В этих новых подходах таится еще одна большая опасность, и заключается она в подчеркивании нежных отношений между членами группы, их взаимодействия, взаимозависимости и взаимопомощи. Все эти утешения и дружеская поддержка помогают лишь еще глубже спрятать истинную потребность, и до тех пор пока человек замещает утешением, полученным от другого, свою истинную нужду и потребность, он никогда ее реально не прочувствует. Марафоны же часто поощряют к лицедейству (в браке, в дружбе, на работе, в отношениях с родителями и т. д.), но не к переживанию истинного чувства. Когда я впервые ощутила истинное первичное чувство во время первичной терапии, я поняла, что оно истинно, что я одинока, что ни от кого другого я не смогу получить удовлетворение моей основной элементарной потребности. С тех пор как я почувствовала свою истинную потребность, меня перестали притягивать суррогатные заменители.
Первичное переживание — это глубокое чувство, оно выражает самую глубокую из наших потребностей. Мне никогда не приходилось переживать ничего подобного, разве только во время оргазма. После оргазма многие женщины плачут. Я тоже часто плакала. Теперь я понимаю, что так происходило из-за того, что в моменты оргазма я ближе всего подходила к ощущению своей реальной потребности. После первичного переживания (хотя я и не ощущала сокращений влагалища) у меня во влагалища начиналась обильная секреция.
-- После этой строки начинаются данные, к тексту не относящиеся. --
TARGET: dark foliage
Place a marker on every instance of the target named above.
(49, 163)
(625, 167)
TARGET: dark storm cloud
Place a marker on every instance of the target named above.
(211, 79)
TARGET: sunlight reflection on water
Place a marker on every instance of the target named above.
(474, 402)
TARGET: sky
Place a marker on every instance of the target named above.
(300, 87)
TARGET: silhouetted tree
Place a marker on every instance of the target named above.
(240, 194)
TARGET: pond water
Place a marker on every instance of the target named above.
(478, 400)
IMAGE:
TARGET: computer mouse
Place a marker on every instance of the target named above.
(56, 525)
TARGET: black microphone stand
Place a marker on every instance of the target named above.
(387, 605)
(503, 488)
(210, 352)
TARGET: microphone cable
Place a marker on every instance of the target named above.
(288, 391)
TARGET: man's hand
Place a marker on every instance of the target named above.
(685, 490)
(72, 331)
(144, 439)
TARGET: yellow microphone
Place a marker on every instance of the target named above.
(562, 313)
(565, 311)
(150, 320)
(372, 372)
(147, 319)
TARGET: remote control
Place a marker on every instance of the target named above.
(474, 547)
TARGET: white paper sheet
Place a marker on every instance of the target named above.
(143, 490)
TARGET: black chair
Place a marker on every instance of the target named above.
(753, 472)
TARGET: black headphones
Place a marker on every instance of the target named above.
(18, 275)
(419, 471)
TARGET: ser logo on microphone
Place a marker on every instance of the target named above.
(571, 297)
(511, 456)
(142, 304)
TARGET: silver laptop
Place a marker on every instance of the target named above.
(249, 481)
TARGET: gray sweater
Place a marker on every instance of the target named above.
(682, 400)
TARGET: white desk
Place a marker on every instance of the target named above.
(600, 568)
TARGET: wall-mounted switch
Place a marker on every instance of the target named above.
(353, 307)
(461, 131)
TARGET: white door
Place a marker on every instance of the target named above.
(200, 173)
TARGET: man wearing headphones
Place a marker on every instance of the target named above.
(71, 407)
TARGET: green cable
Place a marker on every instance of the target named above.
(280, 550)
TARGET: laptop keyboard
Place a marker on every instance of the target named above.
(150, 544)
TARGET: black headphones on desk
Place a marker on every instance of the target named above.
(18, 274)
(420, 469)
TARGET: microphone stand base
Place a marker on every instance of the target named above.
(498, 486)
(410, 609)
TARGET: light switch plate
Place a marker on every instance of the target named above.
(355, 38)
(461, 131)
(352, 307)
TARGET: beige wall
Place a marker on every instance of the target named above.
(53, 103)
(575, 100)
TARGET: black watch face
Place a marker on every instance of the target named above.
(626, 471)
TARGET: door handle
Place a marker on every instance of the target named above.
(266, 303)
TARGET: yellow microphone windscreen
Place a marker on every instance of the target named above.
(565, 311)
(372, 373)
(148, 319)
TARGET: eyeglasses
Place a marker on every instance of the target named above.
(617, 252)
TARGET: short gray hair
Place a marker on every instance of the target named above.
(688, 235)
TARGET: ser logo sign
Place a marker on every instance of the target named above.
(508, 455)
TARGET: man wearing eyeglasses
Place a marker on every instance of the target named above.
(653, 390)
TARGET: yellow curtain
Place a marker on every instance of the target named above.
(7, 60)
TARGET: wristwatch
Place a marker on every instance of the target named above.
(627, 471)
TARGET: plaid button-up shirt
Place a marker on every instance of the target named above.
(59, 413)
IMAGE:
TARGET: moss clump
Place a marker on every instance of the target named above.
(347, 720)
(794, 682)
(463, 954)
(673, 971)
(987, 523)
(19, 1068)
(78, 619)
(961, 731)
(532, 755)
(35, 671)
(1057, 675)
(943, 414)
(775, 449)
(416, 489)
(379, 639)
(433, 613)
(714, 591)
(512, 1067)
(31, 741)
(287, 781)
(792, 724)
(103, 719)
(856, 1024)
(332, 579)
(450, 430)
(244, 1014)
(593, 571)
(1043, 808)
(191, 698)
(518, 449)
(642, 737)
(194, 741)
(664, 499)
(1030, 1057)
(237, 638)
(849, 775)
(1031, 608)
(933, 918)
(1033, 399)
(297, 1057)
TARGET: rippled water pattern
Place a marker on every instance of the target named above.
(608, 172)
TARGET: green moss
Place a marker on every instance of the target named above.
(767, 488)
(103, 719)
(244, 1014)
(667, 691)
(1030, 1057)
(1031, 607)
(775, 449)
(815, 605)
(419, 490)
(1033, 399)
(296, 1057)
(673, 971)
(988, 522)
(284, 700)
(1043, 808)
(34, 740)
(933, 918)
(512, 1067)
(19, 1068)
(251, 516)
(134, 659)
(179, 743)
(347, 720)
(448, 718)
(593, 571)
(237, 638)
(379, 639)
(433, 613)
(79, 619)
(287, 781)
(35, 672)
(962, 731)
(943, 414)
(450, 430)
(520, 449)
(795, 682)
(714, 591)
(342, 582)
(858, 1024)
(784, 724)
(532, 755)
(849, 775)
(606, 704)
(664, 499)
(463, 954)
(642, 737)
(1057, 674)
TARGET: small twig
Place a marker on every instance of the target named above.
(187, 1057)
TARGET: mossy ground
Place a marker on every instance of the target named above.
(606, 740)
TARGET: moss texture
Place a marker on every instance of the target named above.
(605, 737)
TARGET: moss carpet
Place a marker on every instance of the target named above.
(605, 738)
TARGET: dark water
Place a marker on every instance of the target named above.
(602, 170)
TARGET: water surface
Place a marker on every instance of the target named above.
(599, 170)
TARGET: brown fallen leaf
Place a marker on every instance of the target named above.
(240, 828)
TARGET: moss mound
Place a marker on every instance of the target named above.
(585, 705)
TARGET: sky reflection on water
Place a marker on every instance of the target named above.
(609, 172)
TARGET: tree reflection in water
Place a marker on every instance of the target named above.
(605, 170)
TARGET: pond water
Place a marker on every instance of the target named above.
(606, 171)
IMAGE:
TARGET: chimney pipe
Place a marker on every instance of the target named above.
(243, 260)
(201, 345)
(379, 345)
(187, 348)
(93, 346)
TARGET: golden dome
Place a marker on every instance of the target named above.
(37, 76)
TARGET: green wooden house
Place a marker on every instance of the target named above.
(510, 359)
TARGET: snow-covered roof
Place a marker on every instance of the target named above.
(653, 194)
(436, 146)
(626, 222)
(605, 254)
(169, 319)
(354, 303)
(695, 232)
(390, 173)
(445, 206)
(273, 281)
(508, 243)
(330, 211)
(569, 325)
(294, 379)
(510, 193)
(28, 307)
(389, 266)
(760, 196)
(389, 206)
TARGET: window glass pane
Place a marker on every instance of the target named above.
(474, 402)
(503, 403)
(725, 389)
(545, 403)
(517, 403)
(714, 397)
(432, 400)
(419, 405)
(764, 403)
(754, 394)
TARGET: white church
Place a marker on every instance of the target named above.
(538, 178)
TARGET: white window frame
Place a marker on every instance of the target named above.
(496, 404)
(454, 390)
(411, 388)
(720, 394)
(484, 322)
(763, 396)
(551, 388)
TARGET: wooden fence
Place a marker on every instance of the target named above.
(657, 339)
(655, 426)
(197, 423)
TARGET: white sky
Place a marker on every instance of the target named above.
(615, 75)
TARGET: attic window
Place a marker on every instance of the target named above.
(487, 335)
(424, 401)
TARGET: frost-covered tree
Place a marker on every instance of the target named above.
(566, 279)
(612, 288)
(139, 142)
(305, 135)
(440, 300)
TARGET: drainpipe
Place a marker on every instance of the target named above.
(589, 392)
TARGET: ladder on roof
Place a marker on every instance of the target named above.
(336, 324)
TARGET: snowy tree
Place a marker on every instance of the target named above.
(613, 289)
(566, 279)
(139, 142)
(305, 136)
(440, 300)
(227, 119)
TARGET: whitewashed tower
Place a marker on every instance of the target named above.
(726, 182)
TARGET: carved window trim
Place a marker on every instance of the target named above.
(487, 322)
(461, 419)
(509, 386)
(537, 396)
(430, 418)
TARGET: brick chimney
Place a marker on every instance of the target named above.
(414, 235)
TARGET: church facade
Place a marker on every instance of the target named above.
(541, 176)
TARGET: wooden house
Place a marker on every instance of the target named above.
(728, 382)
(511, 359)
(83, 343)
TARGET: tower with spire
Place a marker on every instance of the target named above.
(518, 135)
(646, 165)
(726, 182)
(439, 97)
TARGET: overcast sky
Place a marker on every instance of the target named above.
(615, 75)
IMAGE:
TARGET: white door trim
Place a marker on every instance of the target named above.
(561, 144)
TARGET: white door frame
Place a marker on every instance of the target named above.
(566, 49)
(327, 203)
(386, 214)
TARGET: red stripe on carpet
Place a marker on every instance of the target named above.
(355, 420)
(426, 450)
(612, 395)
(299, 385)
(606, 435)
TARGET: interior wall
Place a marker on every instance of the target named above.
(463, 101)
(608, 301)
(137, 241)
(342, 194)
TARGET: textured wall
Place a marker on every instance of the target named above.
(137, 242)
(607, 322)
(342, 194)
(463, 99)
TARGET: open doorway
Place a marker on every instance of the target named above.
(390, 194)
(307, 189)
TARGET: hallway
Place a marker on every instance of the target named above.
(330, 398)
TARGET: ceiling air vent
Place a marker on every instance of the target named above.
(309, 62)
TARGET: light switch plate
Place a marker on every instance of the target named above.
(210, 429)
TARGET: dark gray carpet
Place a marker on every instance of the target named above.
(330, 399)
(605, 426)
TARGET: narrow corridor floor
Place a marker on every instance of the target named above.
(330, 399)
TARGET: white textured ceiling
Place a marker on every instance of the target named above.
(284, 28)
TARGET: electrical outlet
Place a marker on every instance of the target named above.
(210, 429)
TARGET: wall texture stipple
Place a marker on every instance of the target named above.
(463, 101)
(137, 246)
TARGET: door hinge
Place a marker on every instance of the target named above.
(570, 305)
На самом деле все мое тело буквально сочилось влагой во время переживания первичного чувства. Было такое ощущение, что из меня вытекает вся моя боль. Из глаз текли слезы, из носа — сопли, рот приоткрылся и из него текла слюна, я потела, а влагалище сильно увлажнилось. В некоторых первичных состояниях я чувствую себя свободнее, чем в других. Кажется, мой организм сам знает сколько свободы он может принять, и выпускает напряжение малыми порциями. Если я не готова принять чувство освобождения, то начинаю бороться против этого чувства, и напряжения выходит немного; я могу заплакать, и обычно я выплакиваю то, что представляется мне чувством. Но наибольшее облегчение наступает, когда снимается всякий контроль, и в эти моменты в моей голове отсутствуют всякие мысли. Я до сих пор удивляюсь, как это случается, так как сама не делаю ничего, чтобы это началось. Я перестаю бороться; это самое большое облегчение из всех, какие мне приходилось когда-либо испытывать; из меня вырываются бессвязные слова и рыдающие звуки—я перестаю их контролировать. Мысли исчезают, остаются только чувства. Меня удивляет все, что из этого выходит, так как я не знаю, в каком направления пойдет первичное состояние, и в чем оно выразится. Но с другой стороны в нем нет ничего удивительного, так как я чувствую, что это правда, что я ощущаю свою истинную потребность, чувствую, что это реальный ответ на все смятение, на весь хаос, который я нагромоздила на свои реальные потребности.
Печально, что я провела большую часть жизни в борьбе с чувством — ведь борьба — это мука, а чувство — это облегчение. Кроме того, чувство — это еще и боль. Какое облегчение, уйти от борьбы — двадцать пять лет я провела в беспрерывном противоборстве. Очень больно чувствовать и знать, что моя главная потребность никогда не будет удовлетворена — я смогу ее лишь прочувствовать. Борьба хранила меня от чувства боли, — боли оттого, что я одинока и никогда не смогу заставить маму и папу стать реальными и полюбить меня. Я могу лишь чувствовать свою потребность.